Testing N1QL: SQL for JSON (Part 5)
Now that we've learned how to use the MySQL Random Query Generator, let's use it to debug SQL and N1QL to find out where errors come from and how to fix them.
Join the DZone community and get the full member experience.
Join For FreeWelcome back to Testing N1QL! If you're just getting in, check out part one, part two, part three, and part four. Now that you're familiar with MySQL's RQG, let's take a look at the execution environment.
Our test case assumes that we have MySQL and the Python connector for MySQL installed on the machine where we want to run our test framework: testrunner. Links to our GitHub repository of testrunner are provided below. The test case can run for single or multiple tables in MySQL. Since it is hard to store expected results for millions of queries, we want to compute it on the fly. This requires the installation of MySQL.
The test creates the database in MySQL as specified by the database schema. MySQL tables get created and data is populated. Various data types considered here are Datetime, String, Numeric, Boolean.

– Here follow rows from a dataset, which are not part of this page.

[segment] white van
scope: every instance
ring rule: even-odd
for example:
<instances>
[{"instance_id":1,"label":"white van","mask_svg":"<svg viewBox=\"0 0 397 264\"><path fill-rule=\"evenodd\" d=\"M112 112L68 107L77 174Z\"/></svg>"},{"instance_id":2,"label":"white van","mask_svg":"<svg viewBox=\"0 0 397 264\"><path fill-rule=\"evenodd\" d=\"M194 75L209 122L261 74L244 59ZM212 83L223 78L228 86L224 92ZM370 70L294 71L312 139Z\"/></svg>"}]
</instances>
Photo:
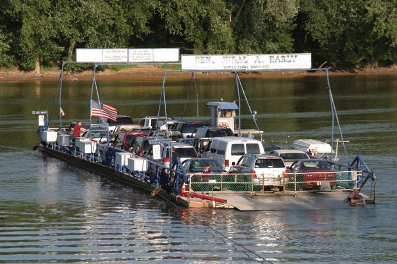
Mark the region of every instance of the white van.
<instances>
[{"instance_id":1,"label":"white van","mask_svg":"<svg viewBox=\"0 0 397 264\"><path fill-rule=\"evenodd\" d=\"M201 158L215 158L229 171L244 154L264 154L261 141L242 137L222 137L209 141Z\"/></svg>"}]
</instances>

We load the MySQL database created into Couchbase buckets. Each MySQL table is loaded into a Couchbase bucket. Each row in the MySQL table is converted into JSON docs in the bucket. The primary key value of a MySQL table, which is unique, defines the unique key of each Couchbase document.
Query template files are loaded and unzipped. Then we build the primary index on Couchbase buckets and MySQL tables. A few tests build different secondary indexes on Couchbase buckets by taking different possible combinations of fields. The tests using secondary indexes verify for both views and GSI indexes.

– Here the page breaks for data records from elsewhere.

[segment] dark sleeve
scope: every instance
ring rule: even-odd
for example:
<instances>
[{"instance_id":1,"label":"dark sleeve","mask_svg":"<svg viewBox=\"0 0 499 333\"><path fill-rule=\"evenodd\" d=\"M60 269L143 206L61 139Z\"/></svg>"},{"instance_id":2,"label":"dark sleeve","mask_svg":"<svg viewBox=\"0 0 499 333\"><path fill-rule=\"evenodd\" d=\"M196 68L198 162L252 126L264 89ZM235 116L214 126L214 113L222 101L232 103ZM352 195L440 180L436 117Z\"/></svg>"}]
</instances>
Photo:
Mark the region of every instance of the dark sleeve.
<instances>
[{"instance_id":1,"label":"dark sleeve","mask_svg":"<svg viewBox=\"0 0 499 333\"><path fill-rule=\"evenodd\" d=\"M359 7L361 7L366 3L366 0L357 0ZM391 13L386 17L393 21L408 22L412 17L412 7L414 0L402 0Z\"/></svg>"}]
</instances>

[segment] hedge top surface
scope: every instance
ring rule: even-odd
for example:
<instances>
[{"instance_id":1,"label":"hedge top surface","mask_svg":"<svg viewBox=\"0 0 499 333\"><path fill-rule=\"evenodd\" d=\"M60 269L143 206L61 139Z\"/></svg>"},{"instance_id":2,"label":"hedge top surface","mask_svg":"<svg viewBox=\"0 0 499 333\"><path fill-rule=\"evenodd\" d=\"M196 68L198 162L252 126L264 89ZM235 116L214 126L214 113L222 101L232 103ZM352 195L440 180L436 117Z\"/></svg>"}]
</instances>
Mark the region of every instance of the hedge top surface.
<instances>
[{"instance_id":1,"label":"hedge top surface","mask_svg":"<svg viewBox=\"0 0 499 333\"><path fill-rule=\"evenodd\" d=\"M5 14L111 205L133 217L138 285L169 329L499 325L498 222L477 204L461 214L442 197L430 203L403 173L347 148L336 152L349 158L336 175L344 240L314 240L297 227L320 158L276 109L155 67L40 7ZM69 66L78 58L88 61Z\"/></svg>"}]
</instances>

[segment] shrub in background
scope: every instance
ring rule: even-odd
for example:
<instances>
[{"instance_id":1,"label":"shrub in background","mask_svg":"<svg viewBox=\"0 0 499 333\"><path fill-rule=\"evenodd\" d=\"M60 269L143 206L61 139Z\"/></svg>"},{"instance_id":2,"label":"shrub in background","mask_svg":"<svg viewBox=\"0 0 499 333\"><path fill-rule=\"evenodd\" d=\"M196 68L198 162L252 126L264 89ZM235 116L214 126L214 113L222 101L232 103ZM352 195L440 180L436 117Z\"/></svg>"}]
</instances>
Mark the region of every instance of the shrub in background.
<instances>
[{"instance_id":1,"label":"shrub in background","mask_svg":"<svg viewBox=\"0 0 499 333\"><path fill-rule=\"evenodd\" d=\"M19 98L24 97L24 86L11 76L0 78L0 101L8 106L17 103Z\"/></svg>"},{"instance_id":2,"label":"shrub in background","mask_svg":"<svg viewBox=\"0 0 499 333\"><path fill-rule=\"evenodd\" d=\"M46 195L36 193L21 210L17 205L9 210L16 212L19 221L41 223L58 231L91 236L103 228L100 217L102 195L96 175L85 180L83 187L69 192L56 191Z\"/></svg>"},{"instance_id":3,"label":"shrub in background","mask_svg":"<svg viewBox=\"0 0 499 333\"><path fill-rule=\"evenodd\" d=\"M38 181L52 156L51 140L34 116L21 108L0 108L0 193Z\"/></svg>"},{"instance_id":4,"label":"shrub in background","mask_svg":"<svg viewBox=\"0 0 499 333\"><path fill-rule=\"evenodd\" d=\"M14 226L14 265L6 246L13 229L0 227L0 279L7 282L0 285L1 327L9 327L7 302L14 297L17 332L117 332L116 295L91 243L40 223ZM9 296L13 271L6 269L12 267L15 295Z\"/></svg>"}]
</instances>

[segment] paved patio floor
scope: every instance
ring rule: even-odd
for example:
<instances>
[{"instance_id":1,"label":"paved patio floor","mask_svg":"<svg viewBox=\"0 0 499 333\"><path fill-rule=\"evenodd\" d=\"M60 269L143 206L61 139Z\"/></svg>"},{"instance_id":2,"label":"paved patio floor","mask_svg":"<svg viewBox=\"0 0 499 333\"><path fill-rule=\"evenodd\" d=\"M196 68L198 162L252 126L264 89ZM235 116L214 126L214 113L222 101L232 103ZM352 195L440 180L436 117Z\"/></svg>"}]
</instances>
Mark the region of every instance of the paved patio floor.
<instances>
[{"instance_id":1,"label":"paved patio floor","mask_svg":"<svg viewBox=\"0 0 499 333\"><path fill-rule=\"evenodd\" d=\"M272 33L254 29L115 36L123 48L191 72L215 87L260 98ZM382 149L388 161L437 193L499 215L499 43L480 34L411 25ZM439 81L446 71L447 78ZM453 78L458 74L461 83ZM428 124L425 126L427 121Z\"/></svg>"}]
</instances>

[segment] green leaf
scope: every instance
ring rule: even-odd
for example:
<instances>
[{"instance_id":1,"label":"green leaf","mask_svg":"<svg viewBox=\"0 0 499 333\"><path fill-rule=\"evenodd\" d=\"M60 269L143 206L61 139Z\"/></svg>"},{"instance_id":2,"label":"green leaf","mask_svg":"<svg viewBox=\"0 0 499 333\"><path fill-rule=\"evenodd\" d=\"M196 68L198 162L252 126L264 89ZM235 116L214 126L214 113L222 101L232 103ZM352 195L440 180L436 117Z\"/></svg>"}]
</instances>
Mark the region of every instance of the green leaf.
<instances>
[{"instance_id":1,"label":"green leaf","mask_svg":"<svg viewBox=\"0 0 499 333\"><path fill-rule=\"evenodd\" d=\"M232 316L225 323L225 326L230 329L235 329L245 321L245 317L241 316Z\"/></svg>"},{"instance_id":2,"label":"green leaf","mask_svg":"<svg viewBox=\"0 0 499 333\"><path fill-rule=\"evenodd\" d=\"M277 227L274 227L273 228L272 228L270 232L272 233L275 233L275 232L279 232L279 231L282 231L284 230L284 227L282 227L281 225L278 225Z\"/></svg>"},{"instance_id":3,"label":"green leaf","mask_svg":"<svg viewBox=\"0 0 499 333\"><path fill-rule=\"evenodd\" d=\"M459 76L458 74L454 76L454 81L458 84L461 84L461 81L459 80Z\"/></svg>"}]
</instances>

We vary the number of queries to be generated for our testing purposes as below:
Sanity Runs |
Number of Queries |
Run Frequency |
Dev Sanity |
1000 |
Upon introduction of a new feature or optimization of an existing feature by Dev. |
Daily QE Sanity |
10000 |
Every 24 hours with a new development build by QE. |
BiWeekly Full RQG |
550K |
Every 2 weeks. |
Though there is no limitation, we validate up to 550K queries.

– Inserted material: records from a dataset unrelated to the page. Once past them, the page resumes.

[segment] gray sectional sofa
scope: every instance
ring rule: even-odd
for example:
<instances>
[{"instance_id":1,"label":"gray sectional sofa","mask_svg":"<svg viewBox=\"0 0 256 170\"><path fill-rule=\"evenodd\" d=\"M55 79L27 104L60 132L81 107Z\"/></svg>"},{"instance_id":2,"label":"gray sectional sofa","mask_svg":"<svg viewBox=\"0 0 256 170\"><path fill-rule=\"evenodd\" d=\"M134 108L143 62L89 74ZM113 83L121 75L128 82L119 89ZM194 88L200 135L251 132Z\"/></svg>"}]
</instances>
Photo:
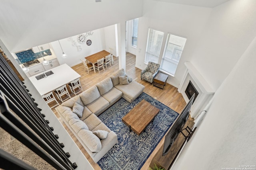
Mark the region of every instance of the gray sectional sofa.
<instances>
[{"instance_id":1,"label":"gray sectional sofa","mask_svg":"<svg viewBox=\"0 0 256 170\"><path fill-rule=\"evenodd\" d=\"M117 136L98 117L121 98L129 102L145 87L126 75L123 69L56 108L93 160L97 162L118 142Z\"/></svg>"}]
</instances>

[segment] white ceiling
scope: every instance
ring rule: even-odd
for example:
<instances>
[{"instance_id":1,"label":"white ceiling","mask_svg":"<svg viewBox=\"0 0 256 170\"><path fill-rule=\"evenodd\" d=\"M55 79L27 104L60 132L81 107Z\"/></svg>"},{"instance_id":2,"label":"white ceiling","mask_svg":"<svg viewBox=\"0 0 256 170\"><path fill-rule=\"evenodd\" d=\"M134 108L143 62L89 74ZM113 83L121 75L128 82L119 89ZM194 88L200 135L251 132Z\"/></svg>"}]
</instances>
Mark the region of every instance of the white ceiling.
<instances>
[{"instance_id":1,"label":"white ceiling","mask_svg":"<svg viewBox=\"0 0 256 170\"><path fill-rule=\"evenodd\" d=\"M193 6L214 8L229 0L155 0L174 4L180 4Z\"/></svg>"}]
</instances>

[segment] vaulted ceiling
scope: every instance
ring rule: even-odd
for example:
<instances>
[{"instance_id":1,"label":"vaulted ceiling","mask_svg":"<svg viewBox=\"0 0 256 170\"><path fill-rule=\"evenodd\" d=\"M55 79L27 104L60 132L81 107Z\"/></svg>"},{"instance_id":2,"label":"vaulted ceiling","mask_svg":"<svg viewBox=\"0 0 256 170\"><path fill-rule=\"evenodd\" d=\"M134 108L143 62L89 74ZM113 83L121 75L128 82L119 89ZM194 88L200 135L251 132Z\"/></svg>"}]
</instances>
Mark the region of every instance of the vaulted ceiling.
<instances>
[{"instance_id":1,"label":"vaulted ceiling","mask_svg":"<svg viewBox=\"0 0 256 170\"><path fill-rule=\"evenodd\" d=\"M229 0L154 0L192 6L214 8Z\"/></svg>"}]
</instances>

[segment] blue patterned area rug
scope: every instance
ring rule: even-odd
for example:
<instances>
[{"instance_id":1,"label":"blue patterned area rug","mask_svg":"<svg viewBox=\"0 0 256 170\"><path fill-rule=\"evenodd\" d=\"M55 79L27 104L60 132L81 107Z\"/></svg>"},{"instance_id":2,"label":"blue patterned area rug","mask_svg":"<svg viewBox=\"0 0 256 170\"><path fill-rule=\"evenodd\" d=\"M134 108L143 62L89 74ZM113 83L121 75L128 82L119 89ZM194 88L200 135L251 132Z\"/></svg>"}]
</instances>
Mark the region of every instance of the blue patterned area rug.
<instances>
[{"instance_id":1,"label":"blue patterned area rug","mask_svg":"<svg viewBox=\"0 0 256 170\"><path fill-rule=\"evenodd\" d=\"M138 136L122 118L144 99L160 109L160 113ZM142 93L132 103L121 98L99 118L117 134L118 143L98 162L102 170L139 170L142 166L178 114Z\"/></svg>"}]
</instances>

Figure3: Visualization of Framework
The figure above gives us an idea of how we compare actual JSON results generated by N1QL queries with expected results from SQL queries after inserting the exact same data in both a MySQL database and Couchbase buckets — then running the same queries respectively.
Once we have the respective queries, we run SQL queries against MySQL and generate the expected results. Then, we run N1QL queries against Couchbase and generate the actual results. Now, in order to compare results, we need to normalize the data, since MySQL generates resultsets in rows/columns while N1QL generates JSON.
What Is the Meaning of Normalization Here?
We add an order by clause in the respective SQL and N1QL query so that results are ordered based on the key, and then we compare them.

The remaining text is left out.